In March 2003 I flew to New York City for a teacher's conference, everyone haunted by the September 2001 destruction of the World Trade Center and nervous about our new war with Iraq. I'd brought along a copy of Here is New York and began an essay comparing White's past sense of the city to my own sense of it fifty-five years later. Reading him helped me get perspective on the times I was living in. I met colleagues at the Algonquin Hotel, where White had stayed, and studied its painting of Algonquin Round Table writers, including New Yorker contributors White knew. I strolled past Turtle Bay Gardens, where Andy and Katherine had maintained an apartment, often hosting Roger Angell and his wife. A few months later, on June 7, I wandered through Central Park to meet Roger at the Museum on 8th Avenue, trying not to worry about his reaction to whatever I would say about his stepfather.

 

Angell wrote about White in "Andy," a New Yorker article published twenty years after his stepfather's death. It evokes their time together and the challenge of reliving those moments: "What were we talking about, just now? We were close for almost sixty years, and you'd think that a little back-and-forth—something more than a joke or part of an anecdote—would survive, but no.

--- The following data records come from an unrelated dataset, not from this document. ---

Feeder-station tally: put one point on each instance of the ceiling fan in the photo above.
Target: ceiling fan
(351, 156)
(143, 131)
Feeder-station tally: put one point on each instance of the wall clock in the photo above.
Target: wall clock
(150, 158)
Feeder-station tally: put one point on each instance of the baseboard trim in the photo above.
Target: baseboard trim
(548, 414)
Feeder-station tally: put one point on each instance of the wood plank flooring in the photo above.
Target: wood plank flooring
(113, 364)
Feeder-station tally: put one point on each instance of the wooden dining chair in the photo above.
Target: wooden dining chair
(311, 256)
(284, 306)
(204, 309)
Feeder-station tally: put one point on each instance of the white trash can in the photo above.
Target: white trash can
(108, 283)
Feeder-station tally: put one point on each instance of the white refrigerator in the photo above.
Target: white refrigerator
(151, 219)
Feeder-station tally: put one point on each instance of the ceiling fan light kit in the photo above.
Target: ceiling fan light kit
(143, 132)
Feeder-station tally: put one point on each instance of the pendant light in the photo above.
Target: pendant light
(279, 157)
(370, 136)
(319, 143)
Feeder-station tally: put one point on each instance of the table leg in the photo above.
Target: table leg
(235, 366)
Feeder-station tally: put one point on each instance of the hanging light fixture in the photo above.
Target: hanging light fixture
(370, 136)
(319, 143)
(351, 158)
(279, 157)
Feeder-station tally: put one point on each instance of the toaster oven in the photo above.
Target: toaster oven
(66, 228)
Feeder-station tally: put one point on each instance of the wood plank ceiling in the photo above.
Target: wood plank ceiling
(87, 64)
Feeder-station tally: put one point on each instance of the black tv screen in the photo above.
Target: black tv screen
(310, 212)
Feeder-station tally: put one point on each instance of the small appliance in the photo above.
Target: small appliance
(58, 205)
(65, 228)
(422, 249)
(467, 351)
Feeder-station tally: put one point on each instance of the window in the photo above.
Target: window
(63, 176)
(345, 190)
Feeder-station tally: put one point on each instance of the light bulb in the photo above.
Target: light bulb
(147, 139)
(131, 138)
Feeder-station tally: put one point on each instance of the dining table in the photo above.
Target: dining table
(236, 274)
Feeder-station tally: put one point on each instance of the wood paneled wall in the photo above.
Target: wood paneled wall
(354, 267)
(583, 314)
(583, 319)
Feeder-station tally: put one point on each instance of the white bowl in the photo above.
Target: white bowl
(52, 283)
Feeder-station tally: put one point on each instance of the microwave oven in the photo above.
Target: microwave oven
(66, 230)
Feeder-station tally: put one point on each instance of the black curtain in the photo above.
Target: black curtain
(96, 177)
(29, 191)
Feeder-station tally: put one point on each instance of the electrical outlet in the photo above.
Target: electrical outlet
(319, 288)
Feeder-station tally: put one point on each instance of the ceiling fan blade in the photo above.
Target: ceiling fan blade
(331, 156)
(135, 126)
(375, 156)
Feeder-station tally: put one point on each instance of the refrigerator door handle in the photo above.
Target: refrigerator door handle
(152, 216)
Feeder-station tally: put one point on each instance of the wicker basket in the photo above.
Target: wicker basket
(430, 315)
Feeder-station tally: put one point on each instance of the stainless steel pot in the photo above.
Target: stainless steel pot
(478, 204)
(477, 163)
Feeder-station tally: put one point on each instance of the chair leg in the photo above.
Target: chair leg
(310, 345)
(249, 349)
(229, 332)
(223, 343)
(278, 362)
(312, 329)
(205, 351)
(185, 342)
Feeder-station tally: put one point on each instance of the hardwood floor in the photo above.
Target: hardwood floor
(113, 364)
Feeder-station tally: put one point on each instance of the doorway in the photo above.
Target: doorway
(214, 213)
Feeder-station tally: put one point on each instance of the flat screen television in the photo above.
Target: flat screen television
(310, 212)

What's impossible to write down, soon afterward, is a conversation that comes easily." He remembers them ice-skating on a frigid day in Boston in 1929 and on their return finding the shoes that Andy had hidden under a bush missing. That makes him recall an essay in One Man's Meat from 1942 where White remembers as a teen-ager holding a girl's hand and decides, "It was enough that spring to remember what a girl's hand felt like, suddenly ungloved in winter." Angell observes, "The shift from the winter general to the sudden particular of the girl's hand is a White special, as is the self-deprecation." He remembers how often White avoided public events, such as being awarded the Presidential Medal of Freedom in 1963 and his wife Katherine's burial in Brooklin Cemetery in 1977. At White's memorial service in 1985, Angell told attendees, "If Andy White could be here today, he would not be here today."

 

Angell noticed how Here Is New York "was widely rediscovered in the weeks just after September 11th, because of its piercing vision." He calls it "a revisiting of the pulsing and romantic city White knew and worked in during his late twenties and early thirties" and refers to White's mention of how "a small flight of planes could now bring down the great shining structure in a moment." The final sentence, he points out, ends with "the famously reversed final phrase: 'this city, this mischievous and marvelous monument which not to look upon would be like death.'" Angell concludes, "Losing New York is possible, but not holding on to the thought of it—which is all we may have in the end—much worse."

 

Reading Angell's writing about White in Let Me Finish and This Old Man, not simply in titled pieces like "Andy" and "Past Master: E. B. White," but also in anecdotes interspersed through random reminiscences and comments that give us access to the workings of The New Yorker, deepens my appreciation of them both. I almost feel as if I knew them both, if only through their writing.

 

Notes:

 

Angell, Roger. "Andy," Let Me Finish. Orlando: Harcourt, 2006: 113-137.

 

Angell, Roger. "Past Masters: E. B. White," This Old Man: All in Pieces. New York: Doubleday, 2015.

 

Bonomo, Joe. "From the Desk of Joe Bonomo: Roger Angell, Legendary Writer," University of Nebraska Press Blog.

 

Remnick, David. "Postscript: Remembering Roger Angell, Hall of Famer," The New Yorker. June 6, 2022: 14-15.

 

Root, Robert. "Here is New York," Postscripts: Retrospections on Time and Place. Lincoln: University of Nebraska Press, 2012: 69-79.

 

Root, Robert L., Jr. E. B. White; The Emergence of an Essayist. Iowa City: University of Iowa Press, 1999.